The term is sometimes applied to the foot-rests on a motorcycle. Nerf bars are typically made from either stainless steel, chrome or powder-coated steel, although there are considerable variations in style and design. For motorcycle tank/engine protection systems on dual sport motorcycles, the term “P.D. Nerf” was invented by Happy Trails Products for the Kawasaki KLR 650. On quad bikes nerf bars are used to help stop the wheels of two machines becoming entangled.

They are also variously known as step bars, boss bars, tube steps, step rails, truck steps, or step tubes.

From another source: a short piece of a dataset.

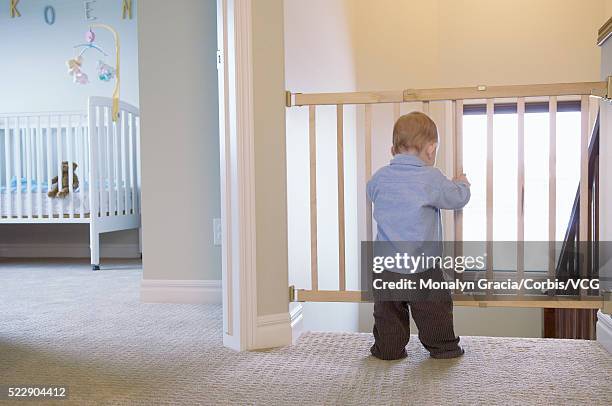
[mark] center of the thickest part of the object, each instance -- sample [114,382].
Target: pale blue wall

The most common types of nerf bars are: cab length step bars, wheel-to-wheel nerf bars, oval tube steps, sport tubes and single steps. The installation is common for all nerf bars and includes universal or model specific brackets. Brackets are attached either to rocker panels or bolt on directly to the frame of a vehicle. Some model specific brackets for nerf bars do not require drilling and use existing mounting holes in the frame of a vehicle.

wheel-to-wheel nerf bar

Wheel-to-wheel nerf bar by Luverne

As a rule, such nerf bars are made of thicker steel, and are mounted directly to the frame, not to the body. This construction allows the vehicles easier slide between the rocks and trees. Also, it allows using the bars as extra protection for the sides, and also may be used to jack a vehicle to change a tire. Usually, such nerf bars application is called Rock Bars or Rock Sliders, but not Nerf Bars.